"Una
persona se educa, socializa y construye su visión del mundo inmersa
en un contexto socio-cultural determinado. Del mismo modo que una
ranita que vive en un pozo podría pensar que todo el mundo se reduce
a ese entorno, las personas asumimos las leyes que rigen nuestra
cultura, economía y política como leyes naturales o, según el
caso, leyes divinas. Asimilamos y reproducimos en nuestro interior el
sistema cultural e ideológico en el que nos criamos y desarrollamos,
y la clave de esta interiorización no es tanto la coherencia o
solidez del discurso aprendido como, sencillamente, la asusencia de
cuestionamiento"
(Pablo Batto)
Comenzamos aquí
una nueva serie de artículos, dedicada como indica su título a
los mecanismos psicológicos y sociales que tienen que ver con el
modo y la forma en que la clase dominante nos trasmite su
pensamiento, y cómo quedamos sujetos a él, si no somos capaces de
desarrollar cierta capacidad crítica. Y partimos tanto del engaño
como de la propia desidia del ciudadano, que ambas tienen que ver con
el éxito de dicha transmisión.
Podemos comenzar
poniendo ejemplos, que es quizá como mejor se comprenden las cosas.

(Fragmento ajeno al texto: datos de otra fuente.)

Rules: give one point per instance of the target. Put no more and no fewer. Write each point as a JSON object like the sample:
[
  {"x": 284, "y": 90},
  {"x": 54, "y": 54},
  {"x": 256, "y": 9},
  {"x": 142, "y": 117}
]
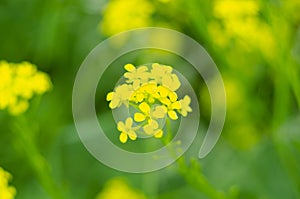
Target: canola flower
[
  {"x": 118, "y": 188},
  {"x": 152, "y": 93},
  {"x": 18, "y": 84},
  {"x": 6, "y": 191}
]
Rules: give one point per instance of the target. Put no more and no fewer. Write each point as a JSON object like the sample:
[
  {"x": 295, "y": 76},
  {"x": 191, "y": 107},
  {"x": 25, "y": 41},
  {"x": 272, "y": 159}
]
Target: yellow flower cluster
[
  {"x": 118, "y": 188},
  {"x": 18, "y": 84},
  {"x": 240, "y": 20},
  {"x": 152, "y": 92},
  {"x": 6, "y": 191},
  {"x": 121, "y": 15}
]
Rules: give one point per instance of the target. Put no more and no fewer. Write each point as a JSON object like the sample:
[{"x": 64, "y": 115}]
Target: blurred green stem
[
  {"x": 192, "y": 173},
  {"x": 25, "y": 138}
]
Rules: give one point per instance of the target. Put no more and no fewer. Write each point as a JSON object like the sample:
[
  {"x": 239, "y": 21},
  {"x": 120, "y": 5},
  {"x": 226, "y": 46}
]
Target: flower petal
[
  {"x": 123, "y": 137},
  {"x": 115, "y": 102},
  {"x": 159, "y": 112},
  {"x": 163, "y": 91},
  {"x": 139, "y": 117},
  {"x": 129, "y": 67},
  {"x": 158, "y": 134},
  {"x": 109, "y": 96},
  {"x": 176, "y": 105},
  {"x": 173, "y": 96},
  {"x": 121, "y": 126},
  {"x": 144, "y": 107},
  {"x": 128, "y": 123},
  {"x": 132, "y": 135},
  {"x": 172, "y": 115}
]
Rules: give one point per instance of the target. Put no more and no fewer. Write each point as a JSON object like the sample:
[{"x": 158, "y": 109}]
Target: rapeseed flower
[
  {"x": 152, "y": 92},
  {"x": 126, "y": 130},
  {"x": 18, "y": 84},
  {"x": 6, "y": 191}
]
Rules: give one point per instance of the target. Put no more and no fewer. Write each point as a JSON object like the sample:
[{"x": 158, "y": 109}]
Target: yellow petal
[
  {"x": 139, "y": 117},
  {"x": 187, "y": 99},
  {"x": 132, "y": 135},
  {"x": 148, "y": 130},
  {"x": 109, "y": 96},
  {"x": 114, "y": 103},
  {"x": 144, "y": 107},
  {"x": 159, "y": 134},
  {"x": 153, "y": 124},
  {"x": 173, "y": 96},
  {"x": 129, "y": 67},
  {"x": 140, "y": 97},
  {"x": 172, "y": 115},
  {"x": 159, "y": 112},
  {"x": 165, "y": 101},
  {"x": 163, "y": 91},
  {"x": 176, "y": 105},
  {"x": 123, "y": 137},
  {"x": 121, "y": 126},
  {"x": 128, "y": 122},
  {"x": 142, "y": 69}
]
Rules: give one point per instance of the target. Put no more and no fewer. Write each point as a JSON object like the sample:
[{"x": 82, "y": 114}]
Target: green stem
[
  {"x": 39, "y": 164},
  {"x": 192, "y": 173}
]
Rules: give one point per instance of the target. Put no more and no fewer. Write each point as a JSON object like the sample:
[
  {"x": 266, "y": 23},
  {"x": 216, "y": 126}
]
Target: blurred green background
[{"x": 254, "y": 43}]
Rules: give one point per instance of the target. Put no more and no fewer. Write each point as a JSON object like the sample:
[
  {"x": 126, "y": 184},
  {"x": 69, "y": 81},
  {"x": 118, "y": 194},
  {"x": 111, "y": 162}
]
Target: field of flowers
[{"x": 255, "y": 45}]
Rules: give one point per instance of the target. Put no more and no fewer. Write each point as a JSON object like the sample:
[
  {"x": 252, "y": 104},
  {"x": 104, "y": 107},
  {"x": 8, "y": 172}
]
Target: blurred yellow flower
[
  {"x": 126, "y": 130},
  {"x": 152, "y": 93},
  {"x": 240, "y": 20},
  {"x": 136, "y": 76},
  {"x": 185, "y": 105},
  {"x": 152, "y": 128},
  {"x": 18, "y": 84},
  {"x": 120, "y": 96},
  {"x": 148, "y": 113},
  {"x": 6, "y": 191},
  {"x": 119, "y": 189},
  {"x": 122, "y": 15}
]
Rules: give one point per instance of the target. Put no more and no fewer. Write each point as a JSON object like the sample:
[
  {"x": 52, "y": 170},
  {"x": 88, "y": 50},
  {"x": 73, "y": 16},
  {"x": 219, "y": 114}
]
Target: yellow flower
[
  {"x": 163, "y": 75},
  {"x": 6, "y": 191},
  {"x": 126, "y": 130},
  {"x": 185, "y": 105},
  {"x": 152, "y": 128},
  {"x": 241, "y": 20},
  {"x": 136, "y": 76},
  {"x": 153, "y": 94},
  {"x": 18, "y": 84},
  {"x": 118, "y": 189},
  {"x": 148, "y": 113},
  {"x": 169, "y": 99},
  {"x": 120, "y": 96}
]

Bueno, pues por ejemplo, véase con qué "naturalidad" se
ha dedicado recientemente el nombre de una madrileña plaza a
Margaret Thatcher, la que fuera Primer Ministro británica durante
muchos años, responsable de la puesta en marcha en el Reino Unido de
toda la oleada de medidas neoliberales que desmantelaron los
servicios públicos, redujeron los salarios, hicieron disminuir el
poder y la influencia de los sindicatos, y empobrecieron a la clase
trabajadora británica durante décadas.